Shi Yinhong, an international relations expert at Renmin University in China, said that advocating for the UN’s role in maintaining international order does not mean that China agrees with all UN bodies, citing the study on the origins of COVID-19 and the recent report from Xinjiang.

“When the UN high commissioner for human rights issues such a report, in China’s eyes, it is the same as all organizations in the world, whether official or private, defaming China,” Shi said.

But China does not want its resentment toward the rights office, which reports to UN Secretary-General Antonio Guterres, to spill over into its deepening relationship with other parts of the world body dealing with refugees, climate, Internet, satellites, the world. hunger, atomic weapons, energy and much more.

China wields power as one of five veto-wielding members of the Security Council, helping it build relationships with the United States and others who needed China’s support for past resolutions on Iran and North Korea.

That influence has diminished somewhat with the general deterioration of US-China ties, Shi said. Both China and Russia subsequently vetoed a US-backed resolution in May to impose new sanctions on North Korea.

Under Xi, who came to power 10 years ago, China has expanded its participation in the UN from mainly international development to political, peace and security issues, Legarda said.

He pointed to how China has had its concepts and language embedded in UN resolutions and used the UN system to promote a “Global Development Initiative” proposed by Xi in a video address to the General Assembly last year.

“This is a reflection of China’s more assertive and ambitious foreign policy under Xi,” Legarda said.

China has entered a diplomatic vacuum created by a lack of US leadership, said Daniel Warner, a Geneva-based political analyst.
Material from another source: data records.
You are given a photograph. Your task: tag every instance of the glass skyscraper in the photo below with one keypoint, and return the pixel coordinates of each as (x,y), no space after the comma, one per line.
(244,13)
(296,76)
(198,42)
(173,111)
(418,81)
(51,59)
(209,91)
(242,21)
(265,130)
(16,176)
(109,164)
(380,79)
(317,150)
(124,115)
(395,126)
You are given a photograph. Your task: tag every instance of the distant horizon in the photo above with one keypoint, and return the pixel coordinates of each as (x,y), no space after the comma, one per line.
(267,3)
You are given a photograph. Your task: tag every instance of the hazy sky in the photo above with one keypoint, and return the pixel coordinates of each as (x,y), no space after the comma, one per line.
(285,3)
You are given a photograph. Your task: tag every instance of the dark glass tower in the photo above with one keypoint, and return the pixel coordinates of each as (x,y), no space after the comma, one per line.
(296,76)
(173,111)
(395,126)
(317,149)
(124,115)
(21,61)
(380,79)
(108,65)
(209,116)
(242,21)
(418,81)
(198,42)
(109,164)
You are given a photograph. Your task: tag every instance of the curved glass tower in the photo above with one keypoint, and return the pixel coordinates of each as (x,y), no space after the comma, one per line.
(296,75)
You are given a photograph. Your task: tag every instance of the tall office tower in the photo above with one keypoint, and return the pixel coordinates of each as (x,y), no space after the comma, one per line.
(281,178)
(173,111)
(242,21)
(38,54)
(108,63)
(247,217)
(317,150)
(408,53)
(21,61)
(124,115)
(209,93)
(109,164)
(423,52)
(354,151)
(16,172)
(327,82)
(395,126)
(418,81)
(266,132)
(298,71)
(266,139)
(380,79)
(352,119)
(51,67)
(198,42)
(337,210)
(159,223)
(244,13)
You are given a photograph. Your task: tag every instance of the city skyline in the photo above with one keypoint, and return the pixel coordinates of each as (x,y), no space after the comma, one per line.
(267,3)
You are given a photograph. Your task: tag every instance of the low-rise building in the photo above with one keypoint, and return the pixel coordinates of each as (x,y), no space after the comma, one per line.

Former President Donald Trump rejected many international institutions, Warner said, and successor Joe Biden has preoccupied himself with domestic affairs.

The Chinese hold top posts in two of the UN’s 18 specialized agencies: the Food and Agriculture Organization and the International Telecommunications Union, where the United States has fielded a candidate to succeed outgoing chief Houlin Zhao. Chinese officials also headed the International Civil Aviation Organization and the Industrial Development Organization until last year.

For China, it is a matter of both prestige and influence, Warner said.

“The United States and Western countries were very involved in the initial United Nations,” he said. “China doesn’t want to have that kind of leadership. They are not talking about liberal values, but they want to make sure that their interests are defended in the UN system.”

Chinese diplomats led a joint statement, which they said was backed by 30 countries including Russia, North Korea, Saudi Arabia and Venezuela, which criticized the “misinformation” behind the UN report on Xinjiang and the “erroneous conclusions” drawn. in the. And China’s ambassador in Geneva said that Beijing could no longer cooperate with the human rights office, without specifying how.

Sarah Brooks, a China expert at the International Society for Human Rights advocacy group in Geneva, said China could delay its funding for the office, which has recently reached $800,000 a year, far less than Western countries that contribute. tens of millions.

Still, Brooks said it would be a “huge blow” if funding from China stopped, in part because many countries appreciate and support the causes Beijing helps fund.

“The optics of this are really damaging,” he said. “You have a country that says, ‘Hello, I want to be responsible, but I’m very sensitive. I’m still going to lash out at the organization that drafted it.”

Keaten reported from Geneva. Edith M. Lederer at the United Nations contributed to this report.


This story has been corrected to show that Chinese officials hold the highest position in two UN agencies.